The AM62A's deep learning accelerator uses a 256-bit C7x DSP and an MMA capable of performing 32x32 matrix multiplies on 8-bit integer values in a single clock cycle. When run at the maximum of 1 GHz, this provides a max compute capacity of 2 TOPS as the 32x32 matrix operation is 1024 multiply-accumulates (MACs, where each MAC is considered two operations). To ensure the MMA always has values to compute, the architecture includes multiple streaming engines that move 256-bits of data each clock cycle to the two input matrices from the single output matrix. Depending on the layers composing the neural network architecture, outputs from the MMA may be sent through the C7x for computing any non-linear functions within the layer. Developers need not program this themselves; API calls from the Arm cores reduce the complexity of programming the accelerator, as described in the Edge AI software section.

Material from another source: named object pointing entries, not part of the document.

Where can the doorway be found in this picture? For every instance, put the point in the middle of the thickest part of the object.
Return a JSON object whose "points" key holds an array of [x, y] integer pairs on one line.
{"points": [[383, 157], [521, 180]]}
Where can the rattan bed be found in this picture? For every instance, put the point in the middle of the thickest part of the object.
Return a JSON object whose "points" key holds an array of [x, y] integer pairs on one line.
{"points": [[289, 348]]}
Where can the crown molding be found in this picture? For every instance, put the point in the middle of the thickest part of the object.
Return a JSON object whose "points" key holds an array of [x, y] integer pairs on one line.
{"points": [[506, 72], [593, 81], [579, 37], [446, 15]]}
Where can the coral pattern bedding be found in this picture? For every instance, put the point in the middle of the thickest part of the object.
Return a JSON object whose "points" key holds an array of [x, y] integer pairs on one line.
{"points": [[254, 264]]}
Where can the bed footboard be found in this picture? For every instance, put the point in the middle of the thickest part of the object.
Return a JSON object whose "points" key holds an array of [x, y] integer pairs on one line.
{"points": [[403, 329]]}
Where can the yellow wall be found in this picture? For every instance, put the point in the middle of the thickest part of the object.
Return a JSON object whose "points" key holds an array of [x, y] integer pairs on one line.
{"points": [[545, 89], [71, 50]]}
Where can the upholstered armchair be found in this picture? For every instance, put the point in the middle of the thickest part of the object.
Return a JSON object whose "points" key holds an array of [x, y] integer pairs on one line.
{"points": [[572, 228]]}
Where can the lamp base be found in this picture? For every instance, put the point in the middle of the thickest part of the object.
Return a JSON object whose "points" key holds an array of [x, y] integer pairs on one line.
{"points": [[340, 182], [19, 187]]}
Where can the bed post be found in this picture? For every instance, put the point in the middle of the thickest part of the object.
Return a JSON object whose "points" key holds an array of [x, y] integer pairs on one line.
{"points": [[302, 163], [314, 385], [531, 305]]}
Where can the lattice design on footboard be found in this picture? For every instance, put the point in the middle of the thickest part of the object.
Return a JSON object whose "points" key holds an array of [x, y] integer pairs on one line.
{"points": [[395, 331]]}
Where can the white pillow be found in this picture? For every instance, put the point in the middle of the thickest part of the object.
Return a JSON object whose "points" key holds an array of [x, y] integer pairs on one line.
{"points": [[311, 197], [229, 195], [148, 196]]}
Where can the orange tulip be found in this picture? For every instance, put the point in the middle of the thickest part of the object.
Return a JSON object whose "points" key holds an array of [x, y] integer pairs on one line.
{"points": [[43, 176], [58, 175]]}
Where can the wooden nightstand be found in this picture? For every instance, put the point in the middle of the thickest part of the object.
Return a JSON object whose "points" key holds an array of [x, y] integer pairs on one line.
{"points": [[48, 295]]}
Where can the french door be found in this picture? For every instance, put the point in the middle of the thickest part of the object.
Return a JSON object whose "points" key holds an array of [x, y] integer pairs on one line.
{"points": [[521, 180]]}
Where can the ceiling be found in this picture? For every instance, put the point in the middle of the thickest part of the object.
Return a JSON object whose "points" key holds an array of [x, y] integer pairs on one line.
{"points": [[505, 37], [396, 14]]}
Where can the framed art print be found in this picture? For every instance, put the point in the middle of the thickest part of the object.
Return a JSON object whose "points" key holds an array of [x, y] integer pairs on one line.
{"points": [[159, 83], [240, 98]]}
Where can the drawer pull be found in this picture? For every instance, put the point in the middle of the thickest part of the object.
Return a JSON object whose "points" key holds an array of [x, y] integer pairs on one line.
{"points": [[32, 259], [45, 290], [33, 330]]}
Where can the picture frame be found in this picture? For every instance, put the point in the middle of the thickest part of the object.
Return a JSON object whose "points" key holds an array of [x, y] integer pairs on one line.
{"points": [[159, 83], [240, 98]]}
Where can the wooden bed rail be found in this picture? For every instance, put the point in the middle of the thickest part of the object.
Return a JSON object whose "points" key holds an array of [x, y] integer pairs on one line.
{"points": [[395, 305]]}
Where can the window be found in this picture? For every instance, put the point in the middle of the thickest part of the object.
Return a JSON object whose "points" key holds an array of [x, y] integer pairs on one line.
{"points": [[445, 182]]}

While TOPS is a common metric for quantifying machine learning performance on accelerators like TPUs, VPUs, NPUs, and GPUs, etc., one accelerator architecture may outperform another despite having a lower theoretical compute capacity. TI's architecture was designed to optimize power and performance by using a single large compute unit, the MMA, rather than many smaller ones in parallel. With many small units, more transfers to memory are required as there is less data reuse of the same data for subsequent execution cycles. More transfers equate to higher power expenditure. Specially designed data-streaming engines maintain the 256-bit buffers within the accelerator hold the necessary data. A well-optimized application will use a model whose dimensions at each layer completely fill the MMA.